Little lessons from family

Next week on JKWD, we talk to author Dillon Barr. One of the things he writes about in his book The Happiness Gap is the little lessons we learn from people in our family.

He tells a lesson of compassion, taught by his dad. When he was a kid, he did the very little-boy thing of taking a magnifying glass to burn ants; his father pointed out they’d done nothing to deserve it.

I talked about my grandfather; we called him Zadie. His wife, my grandmother, was Bubbie.

When Bubbie died, the rabbi came to condo to learn about her for the eulogy. He asked how long the courtship was, and without skipping a beat, Zadie told him, “61 years.”

I was the one to stay with Zadie the night following the funeral, to see everything was OK. Before we retired for the night, I asked him what tomorrow looked like. He told me we just get up and go about our day; that’s what we do.

In a long-surviving couple, when the man dies, the woman gets more involved in the communities they were involved in, whether that’s the senior center or a book club or a stitch-n-bitch circle.

When the woman dies, the man usually dies fairly quickly. Men don’t often form friendships in adulthood. Zadie was a Mason and a Shriner, so at least he was definitely going to have people he could call on.

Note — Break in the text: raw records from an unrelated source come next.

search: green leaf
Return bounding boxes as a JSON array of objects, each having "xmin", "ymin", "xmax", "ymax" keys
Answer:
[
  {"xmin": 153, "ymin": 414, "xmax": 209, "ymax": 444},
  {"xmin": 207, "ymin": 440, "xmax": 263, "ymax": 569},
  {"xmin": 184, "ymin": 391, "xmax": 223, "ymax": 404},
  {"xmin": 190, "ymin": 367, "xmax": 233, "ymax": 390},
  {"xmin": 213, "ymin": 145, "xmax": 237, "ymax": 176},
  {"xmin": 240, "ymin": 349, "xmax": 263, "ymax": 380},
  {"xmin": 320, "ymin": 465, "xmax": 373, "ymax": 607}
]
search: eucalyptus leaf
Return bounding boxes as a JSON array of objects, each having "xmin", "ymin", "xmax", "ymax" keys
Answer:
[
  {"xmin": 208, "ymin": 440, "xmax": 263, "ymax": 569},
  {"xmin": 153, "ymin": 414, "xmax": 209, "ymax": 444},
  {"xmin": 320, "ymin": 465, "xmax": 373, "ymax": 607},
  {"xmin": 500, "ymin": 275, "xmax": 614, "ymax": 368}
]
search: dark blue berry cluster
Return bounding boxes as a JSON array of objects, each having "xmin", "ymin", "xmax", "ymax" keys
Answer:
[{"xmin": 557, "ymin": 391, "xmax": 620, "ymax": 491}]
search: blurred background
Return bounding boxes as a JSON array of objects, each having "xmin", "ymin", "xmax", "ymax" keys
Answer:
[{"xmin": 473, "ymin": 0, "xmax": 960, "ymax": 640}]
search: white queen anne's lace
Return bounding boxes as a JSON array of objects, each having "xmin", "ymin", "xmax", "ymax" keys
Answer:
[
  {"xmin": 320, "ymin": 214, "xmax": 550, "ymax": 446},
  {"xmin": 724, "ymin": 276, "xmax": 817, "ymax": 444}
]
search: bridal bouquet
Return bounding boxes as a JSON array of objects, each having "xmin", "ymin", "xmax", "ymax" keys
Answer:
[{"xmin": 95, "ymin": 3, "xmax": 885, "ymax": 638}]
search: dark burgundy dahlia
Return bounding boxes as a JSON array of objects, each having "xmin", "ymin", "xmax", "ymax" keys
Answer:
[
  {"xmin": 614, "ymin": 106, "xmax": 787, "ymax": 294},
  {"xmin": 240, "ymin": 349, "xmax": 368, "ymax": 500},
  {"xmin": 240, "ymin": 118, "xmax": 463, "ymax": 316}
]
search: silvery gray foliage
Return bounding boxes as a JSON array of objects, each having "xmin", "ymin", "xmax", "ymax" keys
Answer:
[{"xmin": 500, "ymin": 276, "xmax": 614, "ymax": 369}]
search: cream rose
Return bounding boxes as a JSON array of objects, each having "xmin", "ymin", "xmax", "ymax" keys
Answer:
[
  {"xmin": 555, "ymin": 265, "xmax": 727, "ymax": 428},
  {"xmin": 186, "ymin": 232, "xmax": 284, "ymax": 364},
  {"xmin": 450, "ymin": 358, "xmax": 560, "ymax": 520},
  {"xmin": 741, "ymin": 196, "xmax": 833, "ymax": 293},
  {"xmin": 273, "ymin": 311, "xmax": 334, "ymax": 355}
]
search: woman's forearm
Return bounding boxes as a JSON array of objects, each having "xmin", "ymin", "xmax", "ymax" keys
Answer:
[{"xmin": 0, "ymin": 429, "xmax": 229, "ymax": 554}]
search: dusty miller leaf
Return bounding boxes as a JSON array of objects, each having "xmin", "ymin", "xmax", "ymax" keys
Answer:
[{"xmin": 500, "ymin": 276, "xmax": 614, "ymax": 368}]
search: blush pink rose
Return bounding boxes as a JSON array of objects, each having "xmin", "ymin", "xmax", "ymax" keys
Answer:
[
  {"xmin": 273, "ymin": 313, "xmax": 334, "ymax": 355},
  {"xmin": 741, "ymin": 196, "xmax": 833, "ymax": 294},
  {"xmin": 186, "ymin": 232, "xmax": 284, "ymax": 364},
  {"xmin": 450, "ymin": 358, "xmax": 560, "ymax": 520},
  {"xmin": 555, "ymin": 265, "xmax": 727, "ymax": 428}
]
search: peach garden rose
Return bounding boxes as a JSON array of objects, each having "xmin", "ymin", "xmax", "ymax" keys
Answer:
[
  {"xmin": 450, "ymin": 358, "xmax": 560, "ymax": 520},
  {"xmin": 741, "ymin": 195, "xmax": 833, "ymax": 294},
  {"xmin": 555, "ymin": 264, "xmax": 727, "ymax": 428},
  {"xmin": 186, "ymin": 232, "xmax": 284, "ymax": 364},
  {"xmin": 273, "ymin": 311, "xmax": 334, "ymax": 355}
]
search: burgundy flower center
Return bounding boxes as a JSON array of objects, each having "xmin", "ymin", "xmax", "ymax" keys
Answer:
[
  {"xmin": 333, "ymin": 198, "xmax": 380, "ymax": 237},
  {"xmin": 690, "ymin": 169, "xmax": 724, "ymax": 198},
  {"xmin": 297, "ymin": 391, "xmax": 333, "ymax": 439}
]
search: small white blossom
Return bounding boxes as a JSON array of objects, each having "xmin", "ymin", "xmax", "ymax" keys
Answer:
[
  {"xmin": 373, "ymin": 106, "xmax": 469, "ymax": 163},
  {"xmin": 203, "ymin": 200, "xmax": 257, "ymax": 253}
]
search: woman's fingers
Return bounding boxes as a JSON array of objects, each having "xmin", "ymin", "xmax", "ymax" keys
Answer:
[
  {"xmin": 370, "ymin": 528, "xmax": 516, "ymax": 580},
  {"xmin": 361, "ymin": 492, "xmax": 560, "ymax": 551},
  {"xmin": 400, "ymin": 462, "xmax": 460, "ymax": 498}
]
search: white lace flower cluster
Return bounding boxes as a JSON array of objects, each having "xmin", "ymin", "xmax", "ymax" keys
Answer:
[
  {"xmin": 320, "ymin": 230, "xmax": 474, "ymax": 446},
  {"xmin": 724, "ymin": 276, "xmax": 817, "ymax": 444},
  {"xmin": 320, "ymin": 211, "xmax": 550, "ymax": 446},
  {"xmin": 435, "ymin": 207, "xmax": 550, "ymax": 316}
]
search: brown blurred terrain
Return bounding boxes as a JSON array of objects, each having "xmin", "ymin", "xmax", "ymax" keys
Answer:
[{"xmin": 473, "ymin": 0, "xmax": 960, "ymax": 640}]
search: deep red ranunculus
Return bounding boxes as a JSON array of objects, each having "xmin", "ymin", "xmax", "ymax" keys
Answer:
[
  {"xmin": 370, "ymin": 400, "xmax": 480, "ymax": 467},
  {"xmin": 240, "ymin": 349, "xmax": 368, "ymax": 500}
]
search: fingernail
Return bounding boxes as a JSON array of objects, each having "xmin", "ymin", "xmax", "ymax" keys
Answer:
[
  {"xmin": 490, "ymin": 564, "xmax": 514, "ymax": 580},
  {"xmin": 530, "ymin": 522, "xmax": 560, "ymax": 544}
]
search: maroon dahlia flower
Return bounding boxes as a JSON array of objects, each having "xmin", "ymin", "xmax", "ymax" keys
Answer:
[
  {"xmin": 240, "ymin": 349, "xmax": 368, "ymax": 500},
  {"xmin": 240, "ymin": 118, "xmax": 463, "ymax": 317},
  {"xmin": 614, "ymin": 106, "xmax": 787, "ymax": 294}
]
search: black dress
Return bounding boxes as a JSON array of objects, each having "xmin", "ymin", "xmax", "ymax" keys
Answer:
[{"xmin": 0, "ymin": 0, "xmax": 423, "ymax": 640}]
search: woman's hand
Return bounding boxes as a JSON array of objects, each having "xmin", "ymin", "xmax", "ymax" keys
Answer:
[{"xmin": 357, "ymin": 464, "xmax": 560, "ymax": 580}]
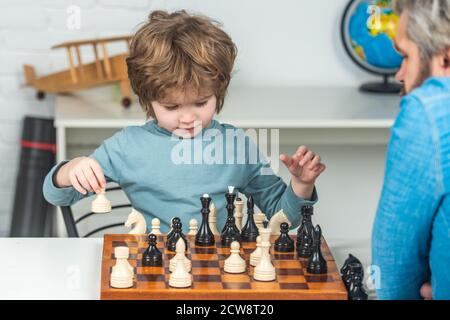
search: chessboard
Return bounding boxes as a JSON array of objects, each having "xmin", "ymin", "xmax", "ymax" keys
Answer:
[{"xmin": 100, "ymin": 234, "xmax": 348, "ymax": 300}]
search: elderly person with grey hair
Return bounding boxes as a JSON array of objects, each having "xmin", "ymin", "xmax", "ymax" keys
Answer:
[{"xmin": 372, "ymin": 0, "xmax": 450, "ymax": 299}]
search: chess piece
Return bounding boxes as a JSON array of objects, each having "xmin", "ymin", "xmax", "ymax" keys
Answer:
[
  {"xmin": 297, "ymin": 206, "xmax": 314, "ymax": 258},
  {"xmin": 250, "ymin": 236, "xmax": 262, "ymax": 267},
  {"xmin": 208, "ymin": 202, "xmax": 220, "ymax": 236},
  {"xmin": 269, "ymin": 209, "xmax": 291, "ymax": 236},
  {"xmin": 348, "ymin": 263, "xmax": 368, "ymax": 300},
  {"xmin": 241, "ymin": 196, "xmax": 259, "ymax": 242},
  {"xmin": 169, "ymin": 238, "xmax": 192, "ymax": 288},
  {"xmin": 254, "ymin": 212, "xmax": 267, "ymax": 229},
  {"xmin": 269, "ymin": 222, "xmax": 295, "ymax": 252},
  {"xmin": 167, "ymin": 222, "xmax": 187, "ymax": 251},
  {"xmin": 110, "ymin": 247, "xmax": 134, "ymax": 289},
  {"xmin": 340, "ymin": 254, "xmax": 364, "ymax": 290},
  {"xmin": 188, "ymin": 218, "xmax": 198, "ymax": 236},
  {"xmin": 125, "ymin": 208, "xmax": 147, "ymax": 234},
  {"xmin": 234, "ymin": 197, "xmax": 244, "ymax": 231},
  {"xmin": 142, "ymin": 234, "xmax": 163, "ymax": 267},
  {"xmin": 223, "ymin": 241, "xmax": 247, "ymax": 273},
  {"xmin": 306, "ymin": 225, "xmax": 327, "ymax": 274},
  {"xmin": 195, "ymin": 194, "xmax": 215, "ymax": 247},
  {"xmin": 169, "ymin": 239, "xmax": 192, "ymax": 272},
  {"xmin": 91, "ymin": 189, "xmax": 112, "ymax": 213},
  {"xmin": 221, "ymin": 186, "xmax": 241, "ymax": 247},
  {"xmin": 253, "ymin": 227, "xmax": 276, "ymax": 281},
  {"xmin": 167, "ymin": 217, "xmax": 181, "ymax": 241},
  {"xmin": 150, "ymin": 218, "xmax": 161, "ymax": 236}
]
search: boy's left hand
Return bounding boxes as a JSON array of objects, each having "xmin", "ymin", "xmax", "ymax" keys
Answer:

He lived another 13 months. He wouldn’t let the grandkids visit him near the end, but he took our calls every day. When it came time for him to lay down his working tools, he waited until his three children (my mom, aunt, and uncle) could be at his bedside. He told them to keep the family together.

And we are. My aunt and uncle, and some of the cousins, still live near each other and see each other. Our branch of the family — my parents, my sister, my brother — live in a different part of the country, and we still gather frequently, often at my home.

When I sit at my desk — when I’m working, or writing a blog post, or recording a podcast, for example — I’m looking straight across at a picture of Zadie from his upsherin, the traditional first haircut a three-year-old Jewish boy gets. It’s a good reminder that he’s here and keeping an eye out (yes, that’s the hair from the haircut, which would have been done in late 1926, and yes, it’s hung straight despite the angle I took the photo of the frame from).

What are lessons you learned from your family?